# Old ungrounded two-prong outlets



## D725A (Jul 8, 2012)

Parents have a 1950s house in NY; most of the electrical outlets are the old two-prong, ungrounded type. The cable is old romex type with no third wire, so the ground screw of each receptacle is unconnected. When the outlet is tested it comes up 'open ground'. Been this way for years with no incident. Except that nowadays things are done much more safely. (As you all know in even older houses, if the cable is BX, a ground is available from the shielding.)

As the house will be sold in a few years, I asked the electrician about the cost of converting all the outlets, and it's quite expensive. The new owners can certainly deal with this. If I was going to buy a house and knew that I'd have to start chopping almost every wall in the house to put through new lines at signficant cost that might make me hesitate.

What are the potential safety hazards here?(Years ago some electrician must have installed about a dozen 'false' three-way receptacles, which come in handy for certain appliances with the three prongs.) One we can remove the false three-prong receptacles or two we can bring the house up to date or three leave it all alone and let the new owners deal with it.

Note: a number of strategic outlets are grounded but vast majority are not.


----------



## kok328 (Jul 8, 2012)

I would go with options 1 & 3.


----------



## NorthernSparky (Jul 8, 2012)

I would just leave the whole system alone, especially if you have no plans on keeping the house.  The dozen or so receptacles that were replaced, are not hurting anything, they are just not doing anything either.


----------



## D725A (Jul 8, 2012)

Thanks for the replies.
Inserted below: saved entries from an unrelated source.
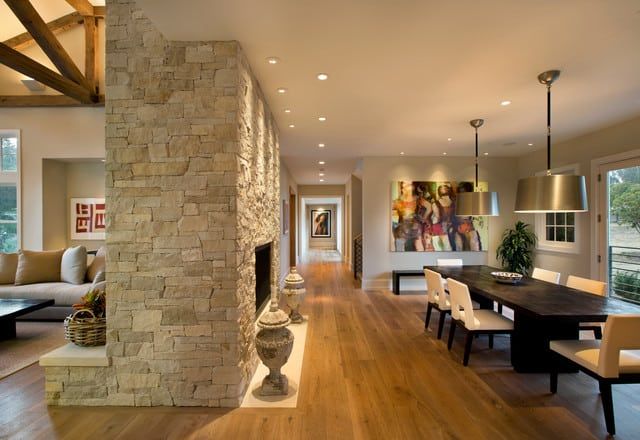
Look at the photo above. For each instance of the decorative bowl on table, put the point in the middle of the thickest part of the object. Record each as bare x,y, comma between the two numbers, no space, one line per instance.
507,277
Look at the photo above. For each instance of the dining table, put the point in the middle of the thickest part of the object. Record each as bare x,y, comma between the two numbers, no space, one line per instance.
542,312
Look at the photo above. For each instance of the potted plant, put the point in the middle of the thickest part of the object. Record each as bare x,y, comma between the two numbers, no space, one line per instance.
516,250
87,326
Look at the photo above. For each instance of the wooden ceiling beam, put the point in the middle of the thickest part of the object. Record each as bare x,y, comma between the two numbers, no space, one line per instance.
90,56
25,65
45,101
82,6
36,26
24,40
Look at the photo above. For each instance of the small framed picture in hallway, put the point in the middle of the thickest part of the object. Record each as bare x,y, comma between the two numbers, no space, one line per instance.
320,223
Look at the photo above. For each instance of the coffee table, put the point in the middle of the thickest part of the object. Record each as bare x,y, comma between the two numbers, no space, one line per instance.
10,309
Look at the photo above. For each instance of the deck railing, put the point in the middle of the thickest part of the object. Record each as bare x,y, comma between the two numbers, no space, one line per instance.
624,272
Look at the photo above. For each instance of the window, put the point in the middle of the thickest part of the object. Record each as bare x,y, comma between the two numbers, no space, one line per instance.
9,192
558,231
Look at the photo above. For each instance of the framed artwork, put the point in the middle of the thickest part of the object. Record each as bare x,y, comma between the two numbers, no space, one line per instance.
87,219
321,223
423,218
285,217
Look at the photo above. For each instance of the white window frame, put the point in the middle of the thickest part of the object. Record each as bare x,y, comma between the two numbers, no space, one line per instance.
11,177
541,222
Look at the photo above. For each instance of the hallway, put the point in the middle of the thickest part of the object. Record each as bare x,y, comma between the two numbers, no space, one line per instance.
370,372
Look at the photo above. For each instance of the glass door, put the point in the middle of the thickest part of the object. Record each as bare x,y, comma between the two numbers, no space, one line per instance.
619,223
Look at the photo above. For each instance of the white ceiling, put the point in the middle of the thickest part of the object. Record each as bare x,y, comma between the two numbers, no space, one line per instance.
407,75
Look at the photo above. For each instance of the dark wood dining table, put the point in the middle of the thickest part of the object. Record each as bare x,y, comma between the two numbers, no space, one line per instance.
542,311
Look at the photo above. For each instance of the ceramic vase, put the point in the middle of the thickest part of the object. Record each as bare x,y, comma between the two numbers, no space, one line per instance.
274,343
294,293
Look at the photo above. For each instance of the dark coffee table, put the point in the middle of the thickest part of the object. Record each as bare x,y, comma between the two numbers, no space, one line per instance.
10,309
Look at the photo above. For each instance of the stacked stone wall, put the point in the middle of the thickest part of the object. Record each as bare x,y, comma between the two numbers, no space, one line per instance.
192,166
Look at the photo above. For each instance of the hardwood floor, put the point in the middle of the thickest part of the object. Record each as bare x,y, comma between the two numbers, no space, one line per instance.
370,372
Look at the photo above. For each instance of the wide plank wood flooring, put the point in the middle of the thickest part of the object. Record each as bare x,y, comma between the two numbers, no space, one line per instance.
370,372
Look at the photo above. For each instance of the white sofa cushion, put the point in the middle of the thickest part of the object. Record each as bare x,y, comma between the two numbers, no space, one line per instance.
74,265
64,294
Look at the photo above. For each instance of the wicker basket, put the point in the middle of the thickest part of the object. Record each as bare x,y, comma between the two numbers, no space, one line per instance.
85,332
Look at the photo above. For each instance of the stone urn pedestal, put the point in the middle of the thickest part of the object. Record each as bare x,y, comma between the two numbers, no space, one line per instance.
294,293
274,343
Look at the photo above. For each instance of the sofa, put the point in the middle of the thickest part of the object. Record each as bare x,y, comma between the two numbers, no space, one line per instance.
64,275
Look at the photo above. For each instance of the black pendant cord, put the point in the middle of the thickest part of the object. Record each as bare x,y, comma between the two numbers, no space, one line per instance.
476,187
548,129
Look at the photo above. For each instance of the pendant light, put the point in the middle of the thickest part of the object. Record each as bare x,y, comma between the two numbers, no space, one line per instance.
477,203
551,193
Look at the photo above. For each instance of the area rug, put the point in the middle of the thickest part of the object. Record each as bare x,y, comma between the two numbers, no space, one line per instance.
33,340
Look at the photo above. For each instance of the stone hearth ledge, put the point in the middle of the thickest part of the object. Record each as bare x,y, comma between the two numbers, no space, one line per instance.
71,355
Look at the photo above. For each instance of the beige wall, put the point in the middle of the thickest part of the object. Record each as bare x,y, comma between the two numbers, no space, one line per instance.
50,133
286,184
582,151
379,172
62,181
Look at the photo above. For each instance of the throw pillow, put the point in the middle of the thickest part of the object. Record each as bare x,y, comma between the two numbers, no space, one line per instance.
97,265
38,266
74,265
8,266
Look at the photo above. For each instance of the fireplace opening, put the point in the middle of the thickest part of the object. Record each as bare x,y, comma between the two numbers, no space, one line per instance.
263,276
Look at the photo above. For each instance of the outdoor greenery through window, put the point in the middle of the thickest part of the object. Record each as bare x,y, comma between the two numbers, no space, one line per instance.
561,226
9,193
624,232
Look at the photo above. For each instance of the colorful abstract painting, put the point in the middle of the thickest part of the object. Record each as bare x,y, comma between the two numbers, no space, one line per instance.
87,219
423,218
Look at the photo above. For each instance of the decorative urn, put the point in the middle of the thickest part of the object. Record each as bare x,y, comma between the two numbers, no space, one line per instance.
274,343
294,293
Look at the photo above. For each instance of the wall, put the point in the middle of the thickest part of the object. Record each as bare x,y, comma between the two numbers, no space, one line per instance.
55,206
379,172
62,181
328,243
45,133
193,187
287,184
581,150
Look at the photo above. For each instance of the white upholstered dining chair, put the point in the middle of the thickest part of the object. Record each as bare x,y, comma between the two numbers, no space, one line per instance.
546,275
437,299
614,360
481,321
591,286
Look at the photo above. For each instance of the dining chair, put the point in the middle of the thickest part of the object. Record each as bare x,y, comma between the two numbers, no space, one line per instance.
546,275
448,262
614,360
474,322
591,286
436,299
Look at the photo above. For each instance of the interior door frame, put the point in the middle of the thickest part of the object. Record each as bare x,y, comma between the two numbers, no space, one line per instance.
600,219
293,228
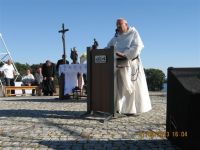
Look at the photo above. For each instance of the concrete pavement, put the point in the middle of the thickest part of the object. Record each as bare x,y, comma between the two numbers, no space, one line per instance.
48,123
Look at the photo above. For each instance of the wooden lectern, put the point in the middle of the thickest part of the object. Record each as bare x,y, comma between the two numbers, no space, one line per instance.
101,79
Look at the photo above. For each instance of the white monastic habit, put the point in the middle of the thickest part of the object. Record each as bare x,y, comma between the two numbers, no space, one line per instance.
132,92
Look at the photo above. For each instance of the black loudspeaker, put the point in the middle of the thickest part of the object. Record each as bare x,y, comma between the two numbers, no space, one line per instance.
183,107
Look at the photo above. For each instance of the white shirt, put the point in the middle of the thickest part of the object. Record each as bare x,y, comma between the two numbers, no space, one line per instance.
8,71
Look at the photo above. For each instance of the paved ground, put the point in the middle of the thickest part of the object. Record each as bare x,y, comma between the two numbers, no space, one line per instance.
49,123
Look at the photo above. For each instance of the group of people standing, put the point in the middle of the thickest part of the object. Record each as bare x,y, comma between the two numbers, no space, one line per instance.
43,78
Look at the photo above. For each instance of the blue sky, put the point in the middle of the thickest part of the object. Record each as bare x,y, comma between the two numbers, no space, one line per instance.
170,29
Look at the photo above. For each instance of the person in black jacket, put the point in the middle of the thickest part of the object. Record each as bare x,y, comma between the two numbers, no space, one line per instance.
49,74
60,62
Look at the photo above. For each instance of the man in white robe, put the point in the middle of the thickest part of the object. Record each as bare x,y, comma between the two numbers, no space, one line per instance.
132,91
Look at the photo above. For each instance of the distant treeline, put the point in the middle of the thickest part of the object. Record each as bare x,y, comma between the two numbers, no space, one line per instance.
155,77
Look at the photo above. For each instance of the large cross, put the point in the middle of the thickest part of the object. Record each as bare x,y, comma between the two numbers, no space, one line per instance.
63,40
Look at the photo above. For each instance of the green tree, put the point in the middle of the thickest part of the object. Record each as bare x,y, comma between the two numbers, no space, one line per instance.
155,79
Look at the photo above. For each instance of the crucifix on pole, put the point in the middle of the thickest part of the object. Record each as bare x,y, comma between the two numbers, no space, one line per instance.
63,40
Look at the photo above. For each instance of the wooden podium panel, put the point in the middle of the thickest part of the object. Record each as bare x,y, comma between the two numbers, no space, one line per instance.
101,80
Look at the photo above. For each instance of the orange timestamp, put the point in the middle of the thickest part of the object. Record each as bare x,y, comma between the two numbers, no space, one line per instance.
161,134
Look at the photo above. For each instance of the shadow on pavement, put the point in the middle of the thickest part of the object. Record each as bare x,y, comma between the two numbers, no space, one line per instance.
52,100
41,113
111,144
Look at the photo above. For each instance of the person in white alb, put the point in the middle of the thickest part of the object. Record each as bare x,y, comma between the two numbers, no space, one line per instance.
132,91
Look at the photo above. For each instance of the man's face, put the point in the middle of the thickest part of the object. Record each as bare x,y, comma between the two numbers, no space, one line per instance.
122,26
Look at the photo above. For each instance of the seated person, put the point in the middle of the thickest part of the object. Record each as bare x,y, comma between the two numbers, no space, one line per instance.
28,80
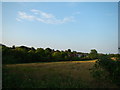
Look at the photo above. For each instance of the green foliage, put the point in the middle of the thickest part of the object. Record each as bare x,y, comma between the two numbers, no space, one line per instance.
111,66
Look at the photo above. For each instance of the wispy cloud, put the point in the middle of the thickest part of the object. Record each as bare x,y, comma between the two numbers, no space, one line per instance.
43,17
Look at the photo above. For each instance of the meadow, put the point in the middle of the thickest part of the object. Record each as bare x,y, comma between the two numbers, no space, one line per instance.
64,74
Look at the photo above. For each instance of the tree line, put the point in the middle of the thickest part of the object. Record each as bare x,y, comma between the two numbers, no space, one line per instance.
24,54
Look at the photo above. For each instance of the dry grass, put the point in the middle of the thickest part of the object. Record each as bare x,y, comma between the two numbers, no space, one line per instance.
55,74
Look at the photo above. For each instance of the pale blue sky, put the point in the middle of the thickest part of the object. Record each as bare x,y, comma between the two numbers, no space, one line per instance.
78,26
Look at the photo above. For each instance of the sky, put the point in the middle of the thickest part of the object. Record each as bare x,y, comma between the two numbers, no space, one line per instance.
79,26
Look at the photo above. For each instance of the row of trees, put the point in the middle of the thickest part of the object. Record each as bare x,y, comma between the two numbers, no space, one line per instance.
25,54
112,66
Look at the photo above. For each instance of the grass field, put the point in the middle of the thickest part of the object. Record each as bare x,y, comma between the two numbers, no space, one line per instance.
69,74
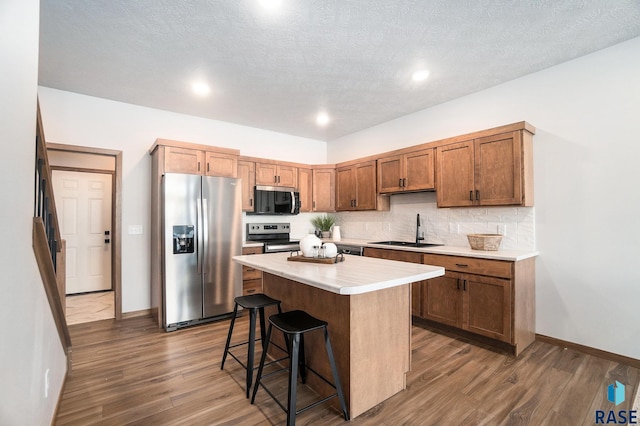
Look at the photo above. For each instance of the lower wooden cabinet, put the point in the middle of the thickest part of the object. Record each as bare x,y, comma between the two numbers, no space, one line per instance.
251,277
474,303
491,298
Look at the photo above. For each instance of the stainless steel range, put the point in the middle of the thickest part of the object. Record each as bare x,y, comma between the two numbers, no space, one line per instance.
275,236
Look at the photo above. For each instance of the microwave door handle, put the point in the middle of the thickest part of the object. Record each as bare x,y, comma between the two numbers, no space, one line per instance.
205,230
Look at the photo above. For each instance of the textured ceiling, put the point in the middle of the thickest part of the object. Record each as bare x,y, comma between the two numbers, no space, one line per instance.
351,58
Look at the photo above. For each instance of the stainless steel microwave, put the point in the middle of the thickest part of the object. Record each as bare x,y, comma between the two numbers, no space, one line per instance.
275,200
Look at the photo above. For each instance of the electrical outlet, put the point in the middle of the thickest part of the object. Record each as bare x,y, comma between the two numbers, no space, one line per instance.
46,384
454,228
135,229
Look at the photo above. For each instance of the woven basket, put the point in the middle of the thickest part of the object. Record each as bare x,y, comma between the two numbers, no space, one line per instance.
489,242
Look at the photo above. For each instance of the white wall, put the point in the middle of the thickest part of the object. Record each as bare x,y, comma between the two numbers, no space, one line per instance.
587,200
74,119
30,344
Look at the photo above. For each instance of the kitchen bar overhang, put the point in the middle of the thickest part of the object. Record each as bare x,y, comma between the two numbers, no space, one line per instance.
367,303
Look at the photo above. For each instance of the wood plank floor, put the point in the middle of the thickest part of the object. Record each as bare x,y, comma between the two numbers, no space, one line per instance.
132,372
89,307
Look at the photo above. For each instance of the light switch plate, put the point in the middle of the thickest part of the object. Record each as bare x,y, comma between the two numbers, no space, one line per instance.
135,229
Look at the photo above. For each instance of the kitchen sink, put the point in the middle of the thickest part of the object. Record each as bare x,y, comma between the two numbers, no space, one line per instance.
406,244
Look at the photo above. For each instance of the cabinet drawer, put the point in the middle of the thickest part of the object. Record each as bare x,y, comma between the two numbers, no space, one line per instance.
252,250
249,273
251,286
472,265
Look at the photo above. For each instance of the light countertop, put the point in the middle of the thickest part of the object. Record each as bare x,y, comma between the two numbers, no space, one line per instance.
356,275
509,255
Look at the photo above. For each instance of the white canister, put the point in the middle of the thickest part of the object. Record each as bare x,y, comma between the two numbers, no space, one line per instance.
307,245
336,233
330,250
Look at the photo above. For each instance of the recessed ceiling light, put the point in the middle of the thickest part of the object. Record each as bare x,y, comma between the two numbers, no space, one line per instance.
200,88
420,75
270,4
322,119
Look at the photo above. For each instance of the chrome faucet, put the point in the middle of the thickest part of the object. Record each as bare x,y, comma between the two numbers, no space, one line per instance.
418,237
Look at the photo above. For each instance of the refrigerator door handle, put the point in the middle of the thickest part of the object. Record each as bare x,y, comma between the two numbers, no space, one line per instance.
199,243
205,229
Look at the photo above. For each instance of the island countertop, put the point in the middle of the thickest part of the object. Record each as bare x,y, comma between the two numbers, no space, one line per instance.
356,275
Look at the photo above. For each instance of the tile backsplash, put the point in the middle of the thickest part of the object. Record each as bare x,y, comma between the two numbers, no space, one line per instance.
449,226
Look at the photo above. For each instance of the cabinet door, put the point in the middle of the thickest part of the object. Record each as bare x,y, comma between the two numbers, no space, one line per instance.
305,186
345,189
287,176
498,170
218,164
416,298
366,185
266,174
247,172
390,174
183,160
488,306
419,170
324,190
455,174
442,300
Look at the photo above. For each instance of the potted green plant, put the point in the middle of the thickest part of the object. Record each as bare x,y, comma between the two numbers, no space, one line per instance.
324,224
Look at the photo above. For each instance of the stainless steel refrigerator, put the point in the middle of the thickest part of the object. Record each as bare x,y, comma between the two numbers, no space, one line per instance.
202,231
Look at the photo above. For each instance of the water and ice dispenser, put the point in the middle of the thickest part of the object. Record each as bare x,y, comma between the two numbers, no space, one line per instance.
183,239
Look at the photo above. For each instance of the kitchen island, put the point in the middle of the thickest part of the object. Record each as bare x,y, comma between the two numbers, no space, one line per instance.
367,303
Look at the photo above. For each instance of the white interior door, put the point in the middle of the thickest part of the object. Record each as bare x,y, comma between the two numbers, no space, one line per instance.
83,201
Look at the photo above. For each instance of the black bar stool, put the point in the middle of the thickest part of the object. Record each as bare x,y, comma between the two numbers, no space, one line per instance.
254,303
294,324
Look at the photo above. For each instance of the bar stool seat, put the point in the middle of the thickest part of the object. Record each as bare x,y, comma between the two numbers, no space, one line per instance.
254,303
294,324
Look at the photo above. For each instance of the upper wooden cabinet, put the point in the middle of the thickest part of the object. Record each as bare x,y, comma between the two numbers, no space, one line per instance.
305,187
181,160
317,188
324,190
218,164
184,157
247,173
413,171
494,170
274,174
356,188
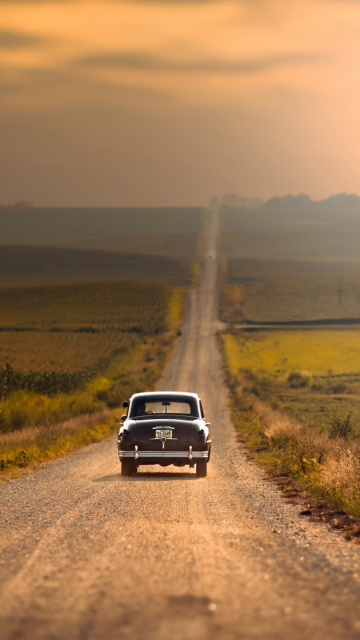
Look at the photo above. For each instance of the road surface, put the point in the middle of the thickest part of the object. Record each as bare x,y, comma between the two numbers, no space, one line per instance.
87,554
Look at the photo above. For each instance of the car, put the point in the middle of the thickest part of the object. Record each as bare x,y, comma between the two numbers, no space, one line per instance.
165,428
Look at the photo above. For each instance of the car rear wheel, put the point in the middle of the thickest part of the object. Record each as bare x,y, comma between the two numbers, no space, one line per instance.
201,469
127,468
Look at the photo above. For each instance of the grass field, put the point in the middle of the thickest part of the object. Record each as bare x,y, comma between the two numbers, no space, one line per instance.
22,265
309,374
49,246
277,234
295,399
317,299
62,226
75,350
118,305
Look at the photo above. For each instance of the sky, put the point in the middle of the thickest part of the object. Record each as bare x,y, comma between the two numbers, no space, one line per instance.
136,103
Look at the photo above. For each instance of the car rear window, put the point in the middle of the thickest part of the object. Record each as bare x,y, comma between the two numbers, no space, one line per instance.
163,406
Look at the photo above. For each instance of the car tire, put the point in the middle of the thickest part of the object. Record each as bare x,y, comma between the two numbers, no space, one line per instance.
127,468
201,469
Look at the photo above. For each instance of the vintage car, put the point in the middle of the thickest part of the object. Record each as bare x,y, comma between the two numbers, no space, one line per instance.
164,427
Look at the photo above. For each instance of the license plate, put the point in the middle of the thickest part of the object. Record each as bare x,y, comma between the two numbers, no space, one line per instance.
163,433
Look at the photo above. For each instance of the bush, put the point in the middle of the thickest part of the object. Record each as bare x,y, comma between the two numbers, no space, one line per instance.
341,427
297,381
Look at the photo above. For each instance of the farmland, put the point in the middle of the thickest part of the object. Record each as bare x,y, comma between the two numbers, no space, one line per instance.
23,265
296,404
48,246
297,265
68,351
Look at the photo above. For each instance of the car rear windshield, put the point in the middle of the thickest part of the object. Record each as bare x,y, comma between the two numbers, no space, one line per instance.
142,407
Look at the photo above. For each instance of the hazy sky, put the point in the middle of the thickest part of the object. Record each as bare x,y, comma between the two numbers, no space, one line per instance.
106,102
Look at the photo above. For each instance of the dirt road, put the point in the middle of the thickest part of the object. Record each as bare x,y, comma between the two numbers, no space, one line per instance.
86,554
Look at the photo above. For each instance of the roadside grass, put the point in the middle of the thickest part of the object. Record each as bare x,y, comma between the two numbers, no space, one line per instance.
35,427
322,456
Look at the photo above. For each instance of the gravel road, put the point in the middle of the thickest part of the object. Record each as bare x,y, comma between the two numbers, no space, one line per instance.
87,554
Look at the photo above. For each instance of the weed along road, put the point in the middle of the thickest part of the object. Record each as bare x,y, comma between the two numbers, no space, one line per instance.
87,554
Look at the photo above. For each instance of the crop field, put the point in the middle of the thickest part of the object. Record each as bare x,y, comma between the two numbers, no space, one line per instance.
243,271
23,265
310,374
296,300
49,246
117,305
39,227
271,234
70,350
48,350
295,399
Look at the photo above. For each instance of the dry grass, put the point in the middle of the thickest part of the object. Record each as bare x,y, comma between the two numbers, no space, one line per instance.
327,467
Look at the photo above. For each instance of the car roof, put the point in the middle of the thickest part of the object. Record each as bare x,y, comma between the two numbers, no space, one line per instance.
165,394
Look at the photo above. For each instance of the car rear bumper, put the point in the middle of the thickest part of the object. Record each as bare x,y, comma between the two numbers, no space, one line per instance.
161,455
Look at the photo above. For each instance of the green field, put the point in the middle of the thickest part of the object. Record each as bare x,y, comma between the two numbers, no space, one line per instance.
309,374
303,299
23,265
62,226
291,235
70,349
299,299
40,246
119,305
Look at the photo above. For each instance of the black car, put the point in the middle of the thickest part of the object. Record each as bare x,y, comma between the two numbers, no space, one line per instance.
164,427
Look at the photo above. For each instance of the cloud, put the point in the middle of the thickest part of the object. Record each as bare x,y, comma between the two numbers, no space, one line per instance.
143,62
18,40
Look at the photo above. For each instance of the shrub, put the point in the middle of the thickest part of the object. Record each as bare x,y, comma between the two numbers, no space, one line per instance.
341,427
296,380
I guess from reading the other threads on this subject, it would seem that the replaced false three-prongs should at least be labeled 'no equipment ground present'.


----------



## nealtw (Jul 8, 2012)

When sold, the house will be ready for a face lift anyway so a few thousand kick back to the buyer will work. If your worried about safety for your parents you could install a few gfi plugs, they will work on two wire.


----------



## CallMeVilla (Jul 9, 2012)

Modern electronics are sensitive to no grounding, particularly in lightening-prone areas.  That includes computers, flat screen TVs, and all the other toys.  The cost of wall chopping and re-wiring is expensive so you have to weigh the risk against the possibility of a catastropic failure.

Tough call in your case.


----------



## asbestos (Jul 9, 2012)

I have a house that is 1950's and so no grounded outlets (except for a few in the kitchen grounded with a 14GA wire run outside the romex) I was told by my friend (licensed electrician) that replacing those outlets with a GFCI is acceptable. Still no ground so should be labeled as such, but a convenience.


----------



## NorthernSparky (Jul 9, 2012)

If you are going to install GFCI, just know they are for protecting that plug and all devices down the line.  If you put more than 1 GFCI on a circuit they are going to trip off each other. 

The only reason I said to leave it alone is that once you start changing plugs and such, your system is no longer in the grandfather clause (it was done to code in the 1950's and that stand until anything is updated).  

If you are going to do anything do it right and have a licensed electrician pull the entire house, upgrade the panel and I would assume change the service.


----------